The Vaccine Was Fast. Here’s How to Make it Faster
It leverages expertise to respond more quickly to outbreaks by “pivoting to work together,” said Jean Patterson, program manager for the CREID network..
Researchers can use a prototype pathogenic approach to study how and where infectious diseases emerge from wildlife to jump into humans. Reporting to 10 centers in the United States and 28 other countries, scientists are developing diagnostic, therapeutic and vaccine families that can be targeted and deployed faster the next time “Pathogen X” breaks out around the world.
Krammer, who did not respond to maintenance requests, hypothesized that new vaccines could be developed just 3 weeks after a new virus was discovered, and could be used immediately in a phase 3 trial – passing phase 1-2 tests. “Since a production correlate has been determined for a closely related virus, the correlate can be used to measure vaccine efficacy,” he writes.
Then the results of the clinical trial could be available almost 3 months later. And while clinical trials are ongoing, production could be ramped up globally and distribution chains activated ahead of time, so that by that 3-month timeframe, vaccine deployment could begin immediately, he suggests.
New world records would be set. And in the event that the emerging virus is the same or nearly indistinguishable from any of the vaccines developed, existing stocks could already be used for Phase 3 trials, saving even more time.
But how fast is it too fast?
Wang, now a professor of medicine at Washington University in St. Louis, says he’s not sure doing a number of phase 1 and 2 trials on related viruses would be enough to replace the initial studies of a vaccine against a new pathogen.

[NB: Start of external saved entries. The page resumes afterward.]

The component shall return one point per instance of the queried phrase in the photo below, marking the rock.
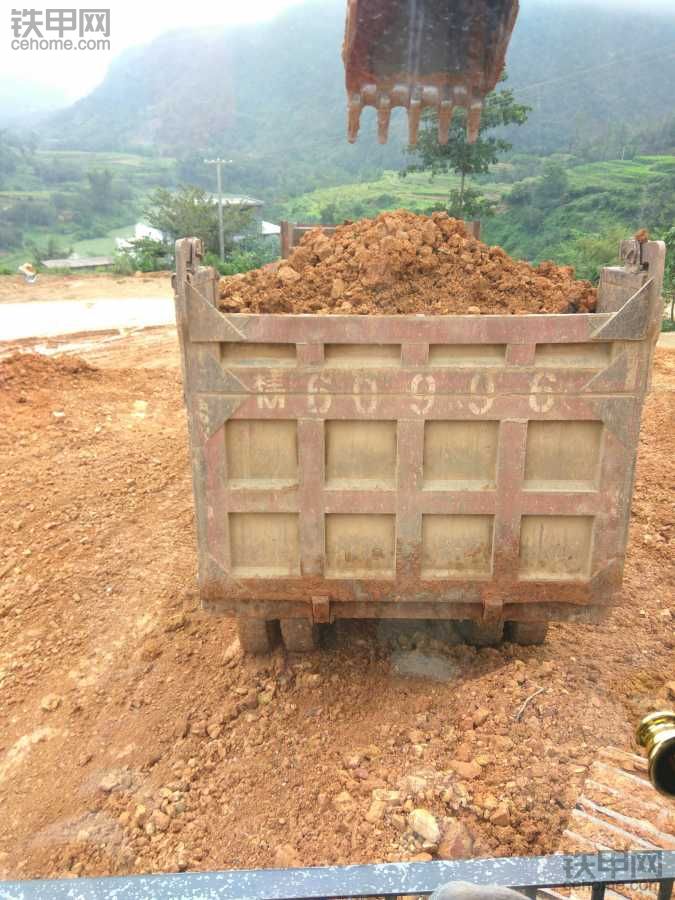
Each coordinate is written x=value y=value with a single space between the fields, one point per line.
x=114 y=780
x=287 y=275
x=391 y=798
x=232 y=652
x=456 y=842
x=501 y=816
x=424 y=824
x=468 y=770
x=480 y=716
x=342 y=800
x=161 y=820
x=376 y=811
x=140 y=816
x=286 y=857
x=50 y=702
x=414 y=784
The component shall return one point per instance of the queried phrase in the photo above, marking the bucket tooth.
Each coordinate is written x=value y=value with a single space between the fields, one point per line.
x=383 y=117
x=353 y=117
x=444 y=120
x=473 y=122
x=414 y=116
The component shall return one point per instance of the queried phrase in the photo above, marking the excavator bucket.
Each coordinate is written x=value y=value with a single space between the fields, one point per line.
x=439 y=54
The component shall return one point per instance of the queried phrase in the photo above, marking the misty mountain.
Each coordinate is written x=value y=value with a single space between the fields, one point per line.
x=271 y=95
x=21 y=102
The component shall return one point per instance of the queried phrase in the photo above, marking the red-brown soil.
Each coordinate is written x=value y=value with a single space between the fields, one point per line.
x=135 y=737
x=402 y=263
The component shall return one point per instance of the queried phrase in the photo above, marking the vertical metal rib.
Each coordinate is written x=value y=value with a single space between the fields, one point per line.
x=473 y=122
x=414 y=115
x=353 y=117
x=383 y=117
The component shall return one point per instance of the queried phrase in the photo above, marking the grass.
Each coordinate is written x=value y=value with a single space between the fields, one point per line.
x=417 y=192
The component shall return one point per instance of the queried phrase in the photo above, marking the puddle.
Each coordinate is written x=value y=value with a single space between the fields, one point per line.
x=419 y=664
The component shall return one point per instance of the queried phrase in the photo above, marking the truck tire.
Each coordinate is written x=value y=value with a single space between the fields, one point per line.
x=481 y=634
x=254 y=635
x=299 y=635
x=526 y=632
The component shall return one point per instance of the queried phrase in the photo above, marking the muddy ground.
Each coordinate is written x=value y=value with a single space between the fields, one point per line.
x=135 y=738
x=13 y=288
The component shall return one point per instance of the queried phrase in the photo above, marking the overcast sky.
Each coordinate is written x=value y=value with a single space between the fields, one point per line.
x=136 y=22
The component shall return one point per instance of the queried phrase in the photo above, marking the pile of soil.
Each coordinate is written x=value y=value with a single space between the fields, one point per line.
x=402 y=263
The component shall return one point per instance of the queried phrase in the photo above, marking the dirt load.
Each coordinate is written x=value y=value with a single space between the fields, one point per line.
x=401 y=263
x=137 y=738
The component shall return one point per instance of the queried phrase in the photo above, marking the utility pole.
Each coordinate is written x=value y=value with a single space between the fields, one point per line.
x=218 y=163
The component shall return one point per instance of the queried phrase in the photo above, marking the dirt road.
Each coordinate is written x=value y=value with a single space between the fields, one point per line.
x=14 y=289
x=136 y=739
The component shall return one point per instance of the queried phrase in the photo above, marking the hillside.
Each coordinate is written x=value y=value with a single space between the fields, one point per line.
x=271 y=96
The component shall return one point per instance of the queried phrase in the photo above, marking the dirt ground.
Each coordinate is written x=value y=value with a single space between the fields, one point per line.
x=13 y=289
x=136 y=738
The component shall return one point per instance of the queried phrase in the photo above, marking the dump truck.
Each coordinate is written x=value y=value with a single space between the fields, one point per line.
x=476 y=468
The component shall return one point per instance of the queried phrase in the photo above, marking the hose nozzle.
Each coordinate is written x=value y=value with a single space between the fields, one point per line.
x=656 y=733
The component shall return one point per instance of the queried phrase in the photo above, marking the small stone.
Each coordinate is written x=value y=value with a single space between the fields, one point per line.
x=50 y=702
x=376 y=811
x=286 y=857
x=140 y=816
x=456 y=843
x=423 y=823
x=160 y=820
x=113 y=780
x=232 y=652
x=391 y=798
x=480 y=716
x=343 y=799
x=468 y=770
x=287 y=275
x=501 y=816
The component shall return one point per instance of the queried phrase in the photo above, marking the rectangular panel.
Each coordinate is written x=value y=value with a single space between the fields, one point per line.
x=259 y=355
x=578 y=356
x=456 y=545
x=264 y=545
x=362 y=356
x=553 y=547
x=467 y=354
x=360 y=546
x=563 y=456
x=360 y=455
x=460 y=455
x=261 y=453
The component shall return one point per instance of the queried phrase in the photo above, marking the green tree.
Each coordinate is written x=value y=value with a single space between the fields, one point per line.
x=191 y=212
x=458 y=155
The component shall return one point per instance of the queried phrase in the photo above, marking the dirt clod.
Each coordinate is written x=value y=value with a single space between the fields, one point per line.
x=403 y=263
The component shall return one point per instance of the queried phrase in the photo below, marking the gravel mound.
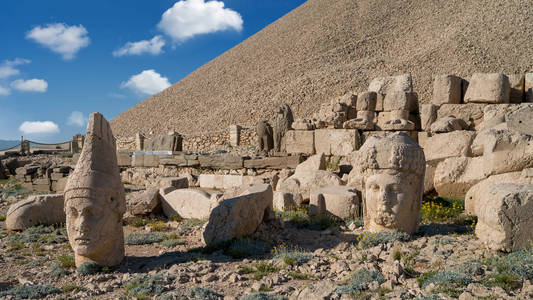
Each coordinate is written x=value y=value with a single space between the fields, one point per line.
x=326 y=48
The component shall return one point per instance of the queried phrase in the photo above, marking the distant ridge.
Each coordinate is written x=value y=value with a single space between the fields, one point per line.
x=325 y=48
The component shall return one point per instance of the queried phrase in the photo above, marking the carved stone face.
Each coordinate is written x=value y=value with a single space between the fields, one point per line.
x=90 y=226
x=392 y=201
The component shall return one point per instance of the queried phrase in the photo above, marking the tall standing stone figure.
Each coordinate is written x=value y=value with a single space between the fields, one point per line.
x=389 y=170
x=282 y=123
x=95 y=199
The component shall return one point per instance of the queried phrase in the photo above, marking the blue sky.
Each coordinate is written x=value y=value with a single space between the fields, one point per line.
x=60 y=60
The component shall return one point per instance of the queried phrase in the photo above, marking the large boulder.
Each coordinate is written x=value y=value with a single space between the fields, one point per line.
x=506 y=217
x=189 y=203
x=456 y=175
x=339 y=201
x=35 y=210
x=239 y=214
x=488 y=88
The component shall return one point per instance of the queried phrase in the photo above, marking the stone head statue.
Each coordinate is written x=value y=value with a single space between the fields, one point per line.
x=391 y=169
x=95 y=199
x=282 y=123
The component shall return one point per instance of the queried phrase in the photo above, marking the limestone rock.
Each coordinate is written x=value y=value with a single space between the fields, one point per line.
x=95 y=199
x=448 y=124
x=506 y=217
x=446 y=89
x=239 y=214
x=339 y=201
x=36 y=210
x=488 y=88
x=456 y=175
x=143 y=203
x=313 y=163
x=189 y=203
x=444 y=145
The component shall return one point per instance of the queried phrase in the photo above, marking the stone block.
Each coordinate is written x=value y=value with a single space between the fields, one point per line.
x=340 y=142
x=224 y=161
x=444 y=145
x=471 y=113
x=300 y=142
x=446 y=90
x=278 y=163
x=488 y=88
x=123 y=160
x=338 y=201
x=516 y=83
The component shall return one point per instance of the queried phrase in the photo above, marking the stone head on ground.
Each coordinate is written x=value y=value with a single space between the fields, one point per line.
x=95 y=199
x=391 y=169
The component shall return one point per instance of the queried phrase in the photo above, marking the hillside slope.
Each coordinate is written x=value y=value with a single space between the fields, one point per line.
x=325 y=48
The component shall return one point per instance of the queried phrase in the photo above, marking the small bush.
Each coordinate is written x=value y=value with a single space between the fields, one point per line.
x=369 y=239
x=89 y=268
x=359 y=281
x=143 y=238
x=263 y=296
x=291 y=256
x=66 y=261
x=57 y=270
x=31 y=291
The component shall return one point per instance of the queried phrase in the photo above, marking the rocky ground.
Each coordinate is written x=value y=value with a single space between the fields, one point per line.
x=292 y=256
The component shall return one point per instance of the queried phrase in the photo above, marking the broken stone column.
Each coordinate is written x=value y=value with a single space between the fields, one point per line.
x=95 y=199
x=235 y=135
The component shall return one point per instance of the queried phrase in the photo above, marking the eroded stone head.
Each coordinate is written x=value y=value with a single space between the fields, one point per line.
x=95 y=199
x=391 y=170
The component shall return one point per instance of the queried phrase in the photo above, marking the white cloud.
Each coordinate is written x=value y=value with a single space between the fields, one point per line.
x=153 y=46
x=188 y=18
x=4 y=91
x=76 y=118
x=39 y=127
x=7 y=67
x=147 y=82
x=61 y=38
x=30 y=85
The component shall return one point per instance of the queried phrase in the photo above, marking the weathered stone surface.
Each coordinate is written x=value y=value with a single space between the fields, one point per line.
x=456 y=175
x=300 y=142
x=367 y=101
x=95 y=199
x=516 y=83
x=223 y=161
x=506 y=217
x=488 y=88
x=284 y=201
x=389 y=171
x=313 y=163
x=385 y=85
x=471 y=113
x=448 y=124
x=444 y=145
x=283 y=162
x=521 y=120
x=446 y=89
x=239 y=214
x=428 y=115
x=338 y=201
x=177 y=182
x=339 y=142
x=36 y=210
x=144 y=202
x=189 y=203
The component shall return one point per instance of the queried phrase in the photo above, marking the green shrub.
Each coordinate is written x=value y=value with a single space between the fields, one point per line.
x=359 y=281
x=369 y=239
x=143 y=238
x=263 y=296
x=31 y=291
x=290 y=255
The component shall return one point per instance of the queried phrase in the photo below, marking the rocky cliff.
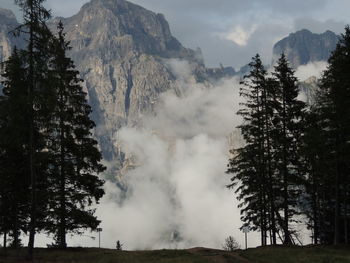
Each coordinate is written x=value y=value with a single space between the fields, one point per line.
x=122 y=52
x=304 y=46
x=8 y=23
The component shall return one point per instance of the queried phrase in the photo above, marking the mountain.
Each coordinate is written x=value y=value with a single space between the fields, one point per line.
x=124 y=54
x=8 y=23
x=304 y=46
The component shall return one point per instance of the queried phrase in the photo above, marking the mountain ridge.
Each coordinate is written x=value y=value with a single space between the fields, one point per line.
x=303 y=47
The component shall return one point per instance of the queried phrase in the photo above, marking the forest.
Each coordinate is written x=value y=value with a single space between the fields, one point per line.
x=295 y=163
x=292 y=169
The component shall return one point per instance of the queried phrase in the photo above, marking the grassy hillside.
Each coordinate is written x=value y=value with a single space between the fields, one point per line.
x=312 y=254
x=196 y=255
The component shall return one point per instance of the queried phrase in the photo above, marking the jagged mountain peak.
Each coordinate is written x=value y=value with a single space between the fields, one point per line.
x=7 y=16
x=121 y=23
x=304 y=46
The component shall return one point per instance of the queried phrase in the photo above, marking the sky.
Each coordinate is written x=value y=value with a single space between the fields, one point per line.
x=232 y=31
x=228 y=32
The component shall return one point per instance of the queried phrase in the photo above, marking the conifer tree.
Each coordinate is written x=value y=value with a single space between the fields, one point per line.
x=75 y=159
x=287 y=141
x=249 y=164
x=39 y=101
x=13 y=151
x=334 y=111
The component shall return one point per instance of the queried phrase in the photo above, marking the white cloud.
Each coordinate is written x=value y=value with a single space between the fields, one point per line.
x=241 y=36
x=312 y=69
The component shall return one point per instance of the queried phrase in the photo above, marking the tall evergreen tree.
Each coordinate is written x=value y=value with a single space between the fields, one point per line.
x=13 y=151
x=74 y=155
x=333 y=109
x=249 y=164
x=37 y=54
x=287 y=140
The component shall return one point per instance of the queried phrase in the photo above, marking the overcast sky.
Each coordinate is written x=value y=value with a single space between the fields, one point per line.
x=232 y=31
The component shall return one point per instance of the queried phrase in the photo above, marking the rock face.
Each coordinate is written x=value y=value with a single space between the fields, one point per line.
x=303 y=47
x=8 y=23
x=122 y=52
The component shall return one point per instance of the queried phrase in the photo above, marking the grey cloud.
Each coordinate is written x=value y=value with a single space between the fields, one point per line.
x=317 y=26
x=198 y=23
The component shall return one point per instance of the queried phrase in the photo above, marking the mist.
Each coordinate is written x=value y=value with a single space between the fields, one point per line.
x=177 y=195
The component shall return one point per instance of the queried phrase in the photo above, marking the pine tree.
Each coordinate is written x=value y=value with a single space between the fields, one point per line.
x=39 y=101
x=14 y=135
x=287 y=141
x=250 y=164
x=316 y=156
x=74 y=154
x=333 y=105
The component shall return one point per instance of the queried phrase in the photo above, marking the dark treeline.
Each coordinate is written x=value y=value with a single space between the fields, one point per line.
x=296 y=159
x=48 y=159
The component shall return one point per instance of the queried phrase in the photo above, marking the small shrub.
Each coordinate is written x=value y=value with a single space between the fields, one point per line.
x=230 y=244
x=119 y=245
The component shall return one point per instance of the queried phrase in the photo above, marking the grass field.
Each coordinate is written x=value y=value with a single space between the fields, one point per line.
x=196 y=255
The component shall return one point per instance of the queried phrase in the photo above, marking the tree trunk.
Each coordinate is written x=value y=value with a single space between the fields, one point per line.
x=62 y=232
x=32 y=226
x=287 y=239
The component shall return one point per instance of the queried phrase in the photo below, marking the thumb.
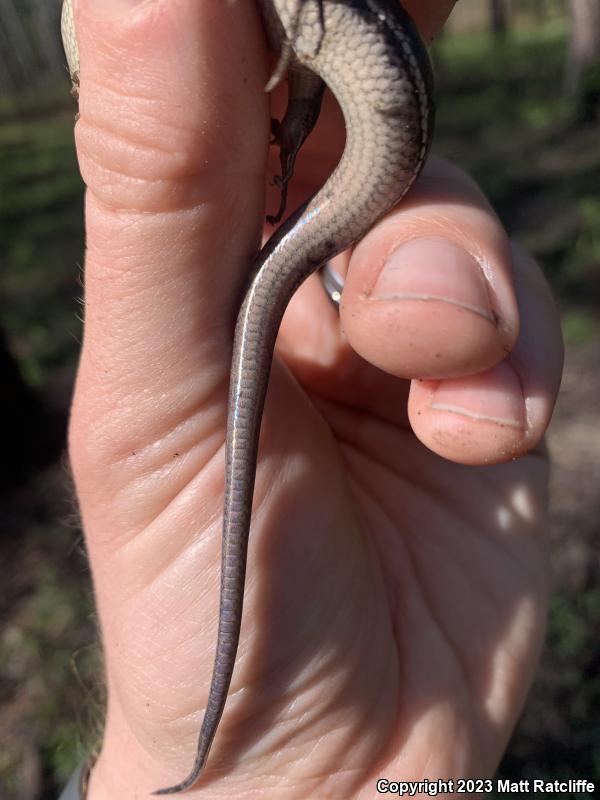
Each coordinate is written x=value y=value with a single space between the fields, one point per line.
x=172 y=122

More investment in understanding the immune response to a wide range of viruses will help inform future vaccine development, but the proposed schedule for the Phase 3 trial would be the absolute best case scenario, he says. “And it depends heavily on the infection rate at the sites selected for vaccine studies,” he says. In the Oxford AstraZeneca studies, it was asked early on whether there would be enough cases to collect evidence given the low infection rate in the UK during the summer.
“For a virus that spreads less efficiently than SARSCoV-2, it may take much longer for enough events to occur in the vaccinated population to assess effectiveness,” says Wang.